1987-1990, le Burkina Faso devance La Baule

Le nouveau régime appelé Front Populaire (FP) instaura une période de transition. Le Président Compaoré initia immédiatement un processus de démocratisation qui donna naissance à de multiples partis politiques au cours des années 1988 et 1989 (155). Alternant entre démocratisation et répression, il consolida son pouvoir en créant, en avril 1989, « l’Organisation pour la Démocratie Populaire/Mouvement du Travail » (ODP/MT), réunissant plusieurs groupuscules de gauche (156).

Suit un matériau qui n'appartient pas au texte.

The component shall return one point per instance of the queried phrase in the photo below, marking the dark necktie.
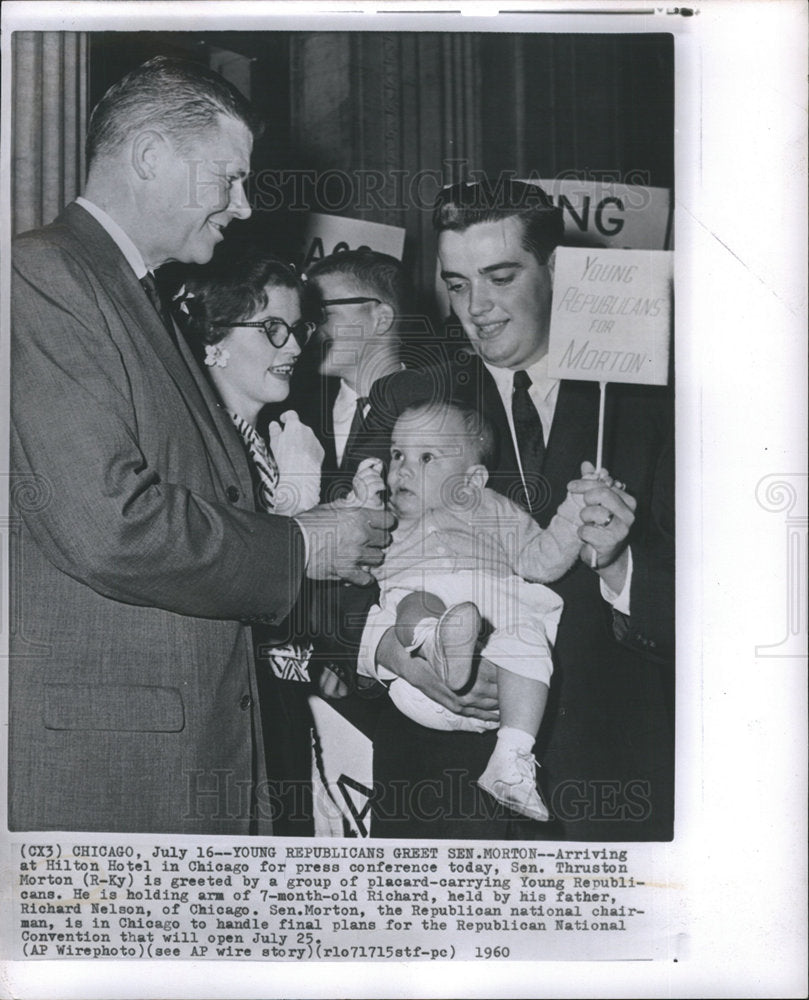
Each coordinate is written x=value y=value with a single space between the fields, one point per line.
x=357 y=423
x=153 y=293
x=528 y=432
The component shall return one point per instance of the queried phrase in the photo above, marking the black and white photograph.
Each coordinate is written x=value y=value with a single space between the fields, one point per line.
x=354 y=386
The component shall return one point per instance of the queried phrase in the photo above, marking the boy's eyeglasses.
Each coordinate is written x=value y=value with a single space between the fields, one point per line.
x=354 y=300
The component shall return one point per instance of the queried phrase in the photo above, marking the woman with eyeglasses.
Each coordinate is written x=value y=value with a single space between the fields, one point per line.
x=245 y=327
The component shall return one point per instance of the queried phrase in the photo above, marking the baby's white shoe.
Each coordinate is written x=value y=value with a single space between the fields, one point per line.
x=510 y=777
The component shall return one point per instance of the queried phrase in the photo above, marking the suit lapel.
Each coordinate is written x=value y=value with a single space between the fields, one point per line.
x=572 y=439
x=120 y=283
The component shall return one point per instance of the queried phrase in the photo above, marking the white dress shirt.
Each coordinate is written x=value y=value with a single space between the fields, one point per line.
x=345 y=406
x=133 y=256
x=544 y=392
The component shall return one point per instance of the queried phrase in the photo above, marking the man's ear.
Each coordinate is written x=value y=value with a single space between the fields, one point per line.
x=476 y=475
x=385 y=317
x=147 y=147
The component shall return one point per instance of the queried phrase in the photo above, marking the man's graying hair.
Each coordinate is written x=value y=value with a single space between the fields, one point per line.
x=468 y=203
x=179 y=98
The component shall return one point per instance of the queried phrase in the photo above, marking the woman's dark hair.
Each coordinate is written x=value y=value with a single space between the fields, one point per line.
x=469 y=203
x=230 y=288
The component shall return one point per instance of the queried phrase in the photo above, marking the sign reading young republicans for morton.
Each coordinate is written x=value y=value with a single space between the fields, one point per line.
x=611 y=317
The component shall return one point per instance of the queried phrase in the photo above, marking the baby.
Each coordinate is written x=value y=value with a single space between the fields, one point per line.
x=463 y=577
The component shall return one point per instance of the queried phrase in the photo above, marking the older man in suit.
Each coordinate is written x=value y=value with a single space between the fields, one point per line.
x=140 y=565
x=606 y=745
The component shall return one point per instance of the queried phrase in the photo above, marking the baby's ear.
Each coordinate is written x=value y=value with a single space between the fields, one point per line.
x=477 y=475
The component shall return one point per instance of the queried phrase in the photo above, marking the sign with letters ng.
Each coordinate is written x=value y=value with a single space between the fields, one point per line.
x=608 y=214
x=327 y=234
x=611 y=315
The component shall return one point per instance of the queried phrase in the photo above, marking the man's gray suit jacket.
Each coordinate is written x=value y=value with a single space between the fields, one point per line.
x=137 y=561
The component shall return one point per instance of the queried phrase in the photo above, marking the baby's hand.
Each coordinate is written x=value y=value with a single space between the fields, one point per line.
x=367 y=485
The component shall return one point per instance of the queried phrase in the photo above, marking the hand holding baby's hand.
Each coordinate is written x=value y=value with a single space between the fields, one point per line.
x=367 y=485
x=607 y=515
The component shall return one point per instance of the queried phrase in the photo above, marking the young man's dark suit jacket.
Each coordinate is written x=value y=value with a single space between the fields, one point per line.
x=138 y=558
x=606 y=742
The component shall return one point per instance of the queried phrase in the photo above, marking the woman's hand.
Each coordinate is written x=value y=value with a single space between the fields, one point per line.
x=299 y=456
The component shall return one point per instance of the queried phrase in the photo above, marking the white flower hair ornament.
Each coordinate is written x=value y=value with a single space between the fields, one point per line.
x=217 y=355
x=181 y=300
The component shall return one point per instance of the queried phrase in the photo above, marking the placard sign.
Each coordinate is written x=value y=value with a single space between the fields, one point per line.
x=608 y=214
x=611 y=315
x=327 y=234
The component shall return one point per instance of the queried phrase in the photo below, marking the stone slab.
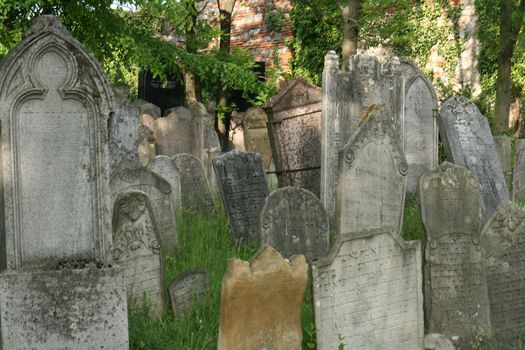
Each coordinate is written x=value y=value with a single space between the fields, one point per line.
x=468 y=142
x=66 y=309
x=456 y=294
x=294 y=221
x=242 y=184
x=261 y=302
x=368 y=291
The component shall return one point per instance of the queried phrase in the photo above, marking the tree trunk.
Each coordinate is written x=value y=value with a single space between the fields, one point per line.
x=350 y=16
x=509 y=32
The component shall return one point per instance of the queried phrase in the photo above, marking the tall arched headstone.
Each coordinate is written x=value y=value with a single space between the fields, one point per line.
x=58 y=289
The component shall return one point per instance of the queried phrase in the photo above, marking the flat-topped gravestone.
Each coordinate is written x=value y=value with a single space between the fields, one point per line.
x=518 y=173
x=371 y=189
x=261 y=302
x=294 y=221
x=136 y=247
x=130 y=176
x=195 y=191
x=294 y=131
x=503 y=244
x=368 y=291
x=164 y=167
x=503 y=145
x=188 y=289
x=469 y=143
x=173 y=133
x=419 y=116
x=243 y=188
x=455 y=284
x=57 y=289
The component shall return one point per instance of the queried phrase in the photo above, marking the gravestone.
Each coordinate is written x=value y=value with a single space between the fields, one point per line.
x=294 y=221
x=347 y=98
x=131 y=176
x=419 y=115
x=164 y=167
x=469 y=143
x=195 y=192
x=256 y=134
x=243 y=188
x=189 y=288
x=58 y=289
x=371 y=189
x=503 y=244
x=368 y=291
x=261 y=302
x=124 y=133
x=456 y=299
x=173 y=133
x=136 y=248
x=294 y=131
x=504 y=151
x=518 y=173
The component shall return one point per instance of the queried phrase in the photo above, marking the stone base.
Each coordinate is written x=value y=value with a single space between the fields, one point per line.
x=63 y=309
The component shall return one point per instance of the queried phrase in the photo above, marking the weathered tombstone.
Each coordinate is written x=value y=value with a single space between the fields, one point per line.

Une volonté politique commune vit le jour entre les différents partis, de gauche comme de droite afin d’aboutir à la rédaction d’un projet de Constitution en 1990 avec le soutien des chefs traditionnels, des associations pour les droits des femmes, des chefs religieux et autres responsables.

Ce travail remarquable ainsi qu’une table ronde rassemblant 22 partis politiques, permirent l’adoption de la Constitution par référendum, le 2 juin 1991 (157). L’avènement de la Quatrième République ouvrit la voie à l’organisation de sa première élection présidentielle.

Le respect de la Constitution versus Conférence Nationale Souveraine

blaise compaore- rectification revolutionBlaise Compaoré, Gérard Kango du “Mouvement de Regroupement Voltaïque” (MRV), Ram Ouédraogo de “l’Union des Verts pour un Développement du Burkina (UVDB)”, le fils du premier président Hermann Yaméogo avec “l’Union nationale pour la Démocratie et le Développement (UNDD)” et l’intellectuel progressiste Joseph Ki-Zerbo de “l’Union Progressiste Voltaique”, furent les candidats en lice pour les élections présidentielles. Tous les candidats et leurs formations politiques sauf Compaoré abandonnèrent le principe de suffrage universel pour élire le nouveau président en se regroupant autour du concept de Conférence Nationale Souveraine (158). Celle-ci était une alternative française au suffrage universel, permettant de nommer « en huis clos » un premier ministre parmi les figures emblématiques existantes.

« Le suffrage universel est le seul moyen de stabiliser et démocratiser le pays »
Blaise Compaoré, 1991

Selon Compaoré, « le suffrage universel était le seul moyen de stabiliser et démocratiser le pays. » Mais les autres candidats à la présidentielle, qui avaient quitté la course, ne partageaient pas cet avis. Ils créent le 13 septembre 1991, le groupe de Coordination des Forces Démocratiques (CFD) exigeant la Conférence Nationale Souveraine et l’organisation des élections législatives avant les présidentielles (159). La réaction de l’autre camp ne tardait pas. L’Alliance pour le respect et la défense de la constitution (ARDC) fut créée le 12 octobre 1991, avec à sa tête Soumane Touré, un haut responsable de l’appareil d’État depuis la Révolution d’août 1983 (160). Selon l’ARDC, il fallait conserver et agir dans le cadre de la Constitution déjà adoptée par référendum (161).

Des propositions du Président Compaoré de trouver un consensus à travers l’organisation d’une table ronde sur la conférence souveraine pour apaiser les tensions n’ont pas abouti (162). Résultat final, Blaise Compaoré refusant d’organiser une Conférence Nationale Souveraine, fut le seul candidat à se présenter aux élections présidentielles de décembre 1991 (163).

Premières élections présidentielles et législatives de la IV République

Blaise Compaoré a été élu président de la République le 1er décembre 1991. Avec le retour à l’ordre constitutionnel et au multipartisme en 1991, il remporte les premières élections démocratiques avec 86,19% des voix : Freedom House (164). Seulement 25 % des burkinabè se sont rendus aux urnes, lasses de ce climat de polémiques et de tensions qui semblait poursuivre le pays depuis son indépendance.

L’opposition ayant boycottée le scrutin, le Président Compaoré, en signe de bonne volonté, invita les partis politiques à le rejoindre pour former un gouvernement d’union nationale (165). Les partis acceptèrent sa proposition. Des élections législatives eurent lieu en mai 1992. Le parti ODP/MT de Compaoré obtient 78 sièges des 107 sièges de l’Assemblée Nationale (166).

Sous Compaoré (1987-2014), le Burkina Faso consolida ses institutions démocratiques lui conférant la légitimité pour promouvoir la paix et la stabilité en Afrique (167). Ouagadougou devint ainsi un carrefour de grandes rencontres et conférences internationales.